Seguimos meditando detalladamente el capítulo 17 de San Juan, que es expresión eminente de la profunda relación entre el Padre y el Hijo. Alzando los ojos al cielo, Jesús dijo a su Padre:
“He manifestado tu Nombre a los hombres que del mundo me diste. Eran tuyos y me los diste, y han guardado tu palabra” (Jn 17,6).
Es el Hijo de Dios quien nos revela el Nombre del Padre, quien nos lo da a conocer y nos muestra su bondad, pues “nadie conoce al Padre sino el Hijo y aquel a quien el Hijo quiera revelarlo” (Mt 11,27b).

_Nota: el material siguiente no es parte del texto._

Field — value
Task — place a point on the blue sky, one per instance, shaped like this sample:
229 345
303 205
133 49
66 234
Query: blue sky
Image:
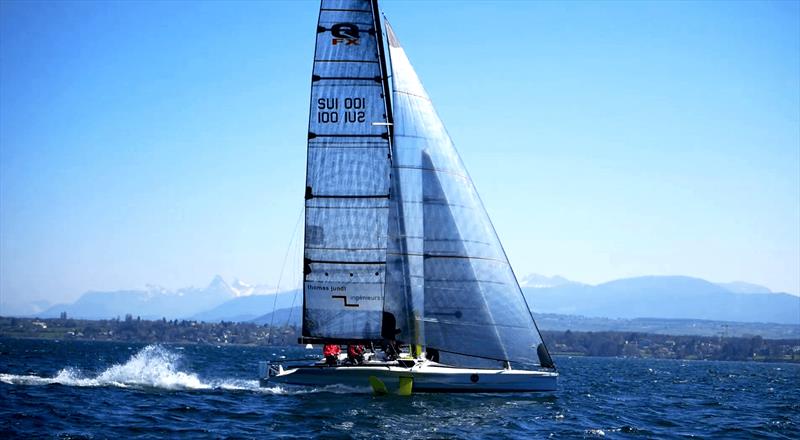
156 142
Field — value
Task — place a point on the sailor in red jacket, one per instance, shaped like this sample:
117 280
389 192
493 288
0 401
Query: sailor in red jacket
331 353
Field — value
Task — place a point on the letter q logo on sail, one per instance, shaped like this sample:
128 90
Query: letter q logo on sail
345 33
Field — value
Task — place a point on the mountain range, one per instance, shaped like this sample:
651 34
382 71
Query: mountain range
662 297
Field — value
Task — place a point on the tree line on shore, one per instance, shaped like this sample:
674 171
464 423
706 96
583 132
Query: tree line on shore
576 343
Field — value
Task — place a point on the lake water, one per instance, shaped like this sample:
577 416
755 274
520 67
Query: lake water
103 389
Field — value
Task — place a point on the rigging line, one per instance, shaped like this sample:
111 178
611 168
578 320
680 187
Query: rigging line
280 277
294 295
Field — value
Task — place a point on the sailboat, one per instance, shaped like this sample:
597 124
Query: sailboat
399 250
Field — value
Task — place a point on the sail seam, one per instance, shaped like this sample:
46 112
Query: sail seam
413 94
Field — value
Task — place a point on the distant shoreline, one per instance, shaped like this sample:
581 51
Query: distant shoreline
623 344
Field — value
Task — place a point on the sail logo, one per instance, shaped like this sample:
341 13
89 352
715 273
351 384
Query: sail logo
345 34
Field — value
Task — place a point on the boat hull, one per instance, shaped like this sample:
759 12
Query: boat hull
426 378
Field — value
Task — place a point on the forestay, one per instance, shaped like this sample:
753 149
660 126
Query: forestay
459 284
347 177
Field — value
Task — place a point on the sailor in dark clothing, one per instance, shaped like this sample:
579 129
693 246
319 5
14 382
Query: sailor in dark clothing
331 353
355 354
391 349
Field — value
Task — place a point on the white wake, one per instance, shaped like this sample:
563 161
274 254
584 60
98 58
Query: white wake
157 367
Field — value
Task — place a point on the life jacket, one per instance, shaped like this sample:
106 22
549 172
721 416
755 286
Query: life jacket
331 350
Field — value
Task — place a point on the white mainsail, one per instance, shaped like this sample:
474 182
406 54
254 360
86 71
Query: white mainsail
347 177
398 244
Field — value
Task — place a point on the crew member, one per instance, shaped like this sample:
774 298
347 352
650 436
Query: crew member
355 354
331 353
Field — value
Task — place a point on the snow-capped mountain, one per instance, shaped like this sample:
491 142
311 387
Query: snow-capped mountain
154 302
536 281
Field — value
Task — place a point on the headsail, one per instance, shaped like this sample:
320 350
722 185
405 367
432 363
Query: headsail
347 177
460 286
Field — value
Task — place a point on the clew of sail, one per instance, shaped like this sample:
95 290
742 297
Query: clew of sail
347 178
459 285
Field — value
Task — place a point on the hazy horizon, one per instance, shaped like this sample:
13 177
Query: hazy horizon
164 143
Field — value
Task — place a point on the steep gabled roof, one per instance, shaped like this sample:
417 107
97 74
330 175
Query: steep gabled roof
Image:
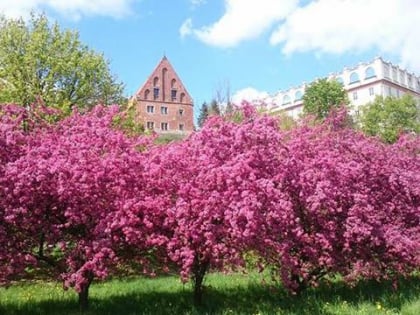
165 73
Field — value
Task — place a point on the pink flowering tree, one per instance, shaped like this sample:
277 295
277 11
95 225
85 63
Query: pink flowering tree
212 187
62 194
349 205
12 140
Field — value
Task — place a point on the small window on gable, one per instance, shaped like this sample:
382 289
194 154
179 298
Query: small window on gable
298 95
370 73
155 93
386 71
150 125
340 80
173 95
146 94
354 78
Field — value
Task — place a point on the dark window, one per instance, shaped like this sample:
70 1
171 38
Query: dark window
354 77
150 125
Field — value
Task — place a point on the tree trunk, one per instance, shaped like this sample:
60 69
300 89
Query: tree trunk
84 294
302 285
199 271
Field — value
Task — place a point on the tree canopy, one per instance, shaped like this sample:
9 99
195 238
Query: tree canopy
323 95
83 199
40 61
390 116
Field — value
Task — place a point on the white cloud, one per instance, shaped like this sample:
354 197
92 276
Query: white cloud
339 26
249 94
74 8
243 20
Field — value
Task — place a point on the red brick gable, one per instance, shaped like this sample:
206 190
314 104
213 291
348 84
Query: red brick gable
166 79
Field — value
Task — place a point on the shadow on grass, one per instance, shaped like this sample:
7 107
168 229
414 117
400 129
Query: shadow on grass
251 299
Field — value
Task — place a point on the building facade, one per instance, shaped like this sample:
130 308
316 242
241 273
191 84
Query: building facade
163 103
363 83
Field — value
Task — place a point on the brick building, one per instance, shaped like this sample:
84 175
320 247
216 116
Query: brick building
163 103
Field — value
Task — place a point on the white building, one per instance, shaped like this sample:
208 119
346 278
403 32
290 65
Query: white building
363 83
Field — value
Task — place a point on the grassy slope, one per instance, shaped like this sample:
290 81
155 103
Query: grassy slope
225 294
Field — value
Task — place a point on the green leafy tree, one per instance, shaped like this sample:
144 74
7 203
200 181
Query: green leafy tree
390 116
204 113
323 95
38 60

Este es el fuego que arde en el Corazón de Jesús; este es su impulso, que lo mueve a toda hora y en todo lugar, y que lo sostiene aun en las horas más amargas: el Padre le ha encomendado a los hombres.
Nuestro Padre no pudo haber puesto en mejores manos a sus ovejas que bajo el cuidado de su amado Hijo, el Buen Pastor, que da su vida por ellas (Jn 10,11). En efecto, son sus hijos, a los cuales Él llamó a la vida para que tuvieran parte en la plenitud de su amor; son sus hijos, a los que envuelve con la plenitud de su amor. Son sus hijos, que han de volver al camino después de haberse extraviado y vivir como hijos suyos. Son sus hijos, que han de conocer, honrar y amar a su Padre del cielo.
¿A quién más podría haber enviado el Padre para rescatarlos de la noche del pecado y de la ignorancia?
Sólo a Aquél que lo conoce como Él es en verdad;
Sólo Él, que actúa en la plenitud de su amor;
Sólo Él, que sabe tratar conforme a la Voluntad del Padre el tesoro que le ha sido encomendado;
Sólo Él, que permanece fiel a su misión hasta la muerte;
Sólo Aquél en quien el Padre mismo viene a nuestro encuentro.
Y, al volver al Padre, Jesús trae consigo su trofeo:
Son todos aquellos que han guardado la Palabra de Dios, de tal modo que cobró vida en ellos.
Son aquellos que se han abandonado en el Hijo de Dios y le han guardado fidelidad.
Son aquellos en cuyos corazones el Espíritu clama: “Abbá, Padre” (Gal 4,6).